Network Working Group                               Vishnu Pavan Beeram
 Internet Draft                                         Juniper Networks
 Intended status: Informational                                Ina Minei
                                                             Google, Inc
                                                           Yakov Rekhter
                                                        Juniper Networks
                                                             Ebben Aries
                                                                Facebook
                                                           Dante Pacella
                                                                 Verizon
 
 Expires: September 07, 2015                              March 07, 2015
 
 
                    RSVP-TE Scalability - Recommendations
                    draft-beeram-mpls-rsvp-te-scaling-00
 
 
 Status of this Memo
 
    This Internet-Draft is submitted in full conformance with the
    provisions of BCP 78 and BCP 79.
 
    Internet-Drafts are working documents of the Internet Engineering
    Task Force (IETF), its areas, and its working groups.  Note that
    other groups may also distribute working documents as Internet-
    Drafts.
 
    Internet-Drafts are draft documents valid for a maximum of six
    months and may be updated, replaced, or obsoleted by other documents
    at any time.  It is inappropriate to use Internet-Drafts as
    reference material or to cite them other than as "work in progress."
 
    The list of current Internet-Drafts can be accessed at
    http://www.ietf.org/ietf/1id-abstracts.txt
 
    The list of Internet-Draft Shadow Directories can be accessed at
    http://www.ietf.org/shadow.html
 
    This Internet-Draft will expire on September 07, 2015.
 
 Copyright Notice
 
    Copyright (c) 2015 IETF Trust and the persons identified as the
    document authors. All rights reserved.
 
    This document is subject to BCP 78 and the IETF Trust's Legal
    Provisions Relating to IETF Documents
 
 
 
 
 
 Beeram, et al         Expires September 07, 2015               [Page 1]
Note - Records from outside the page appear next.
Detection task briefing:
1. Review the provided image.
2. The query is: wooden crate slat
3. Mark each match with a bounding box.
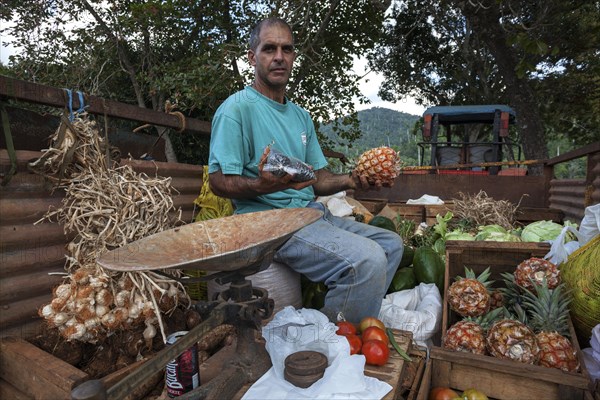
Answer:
[0,337,89,399]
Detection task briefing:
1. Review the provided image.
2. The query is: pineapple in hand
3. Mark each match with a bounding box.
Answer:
[353,146,400,186]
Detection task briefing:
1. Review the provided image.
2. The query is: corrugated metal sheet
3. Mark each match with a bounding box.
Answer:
[550,147,600,224]
[0,149,202,338]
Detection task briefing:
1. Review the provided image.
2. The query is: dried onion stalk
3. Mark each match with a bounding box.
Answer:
[30,113,190,343]
[453,190,521,230]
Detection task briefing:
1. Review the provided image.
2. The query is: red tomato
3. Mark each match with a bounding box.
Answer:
[429,387,460,400]
[362,326,390,345]
[344,334,362,355]
[358,317,385,332]
[361,340,390,365]
[335,321,356,335]
[462,388,488,400]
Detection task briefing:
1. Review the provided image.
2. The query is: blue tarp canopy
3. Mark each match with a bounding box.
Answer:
[423,104,517,124]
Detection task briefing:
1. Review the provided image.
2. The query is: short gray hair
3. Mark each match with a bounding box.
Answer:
[248,17,294,51]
 Internet-Draft     Network Assigned Upstream Label           March 2015
 
 
    (http://trustee.ietf.org/license-info) in effect on the date of
    publication of this document. Please review these documents
    carefully, as they describe your rights and restrictions with
    respect to this document.  Code Components extracted from this
    document must include Simplified BSD License text as described in
    Section 4.e of the Trust Legal Provisions and are provided without
    warranty as described in the Simplified BSD License.
 
 Abstract
 
    RSVP-TE [RFC3209] describes the use of standard RSVP [RFC2205] to
    establish Label Switched Paths (LSPs). As such, RSVP-TE inherited
    some properties of RSVP that adversely affect its control plane
    scalability. Specifically these properties are (a) reliance on
    periodic refreshes for state synchronization between RSVP neighbors
    and for recovery from lost RSVP messages, (b) reliance on refresh
    timeout for stale state cleanup, and (c) lack of any mechanisms by
    which a receiver of RSVP messages can apply back pressure to the
    sender(s) of these messages.
 
    Subsequent to [RFC2205] and [RFC3209] further enhancements to RSVP
    and RSVP-TE have been developed. In this document we describe how an
    implementation of RSVP-TE can use these enhancements to address the
    above mentioned properties to improve RSVP-TE control plane
    scalability.
 
 Conventions used in this document
 
    The key words "MUST", "MUST NOT", "REQUIRED", "SHALL", "SHALL NOT",
    "SHOULD", "SHOULD NOT", "RECOMMENDED", "MAY", and "OPTIONAL" in this
    document are to be interpreted as described in RFC-2119 [RFC2119].
 
 
 Table of Contents
 
    1. Introduction...................................................3
       1.1. Reliance on refreshes and refresh timeouts................3
       1.2. Lack of back pressure.....................................4
    2. Recommendations................................................5
       2.1. Eliminating reliance on refreshes and refresh timeouts....5
       2.2. Providing the ability to apply back pressure..............6
       2.3. Making Acknowledgements mandatory.........................6
       2.4. Clarifications on reaching Rapid Retry Limit (Rl).........7
       2.5. Avoiding use of Router Alert IP Option....................7
       2.6. Checking Data Plane readiness.............................8
    3. Security Considerations........................................8
 
 
 
 Beeram, et al         Expires September 07, 2015               [Page 2]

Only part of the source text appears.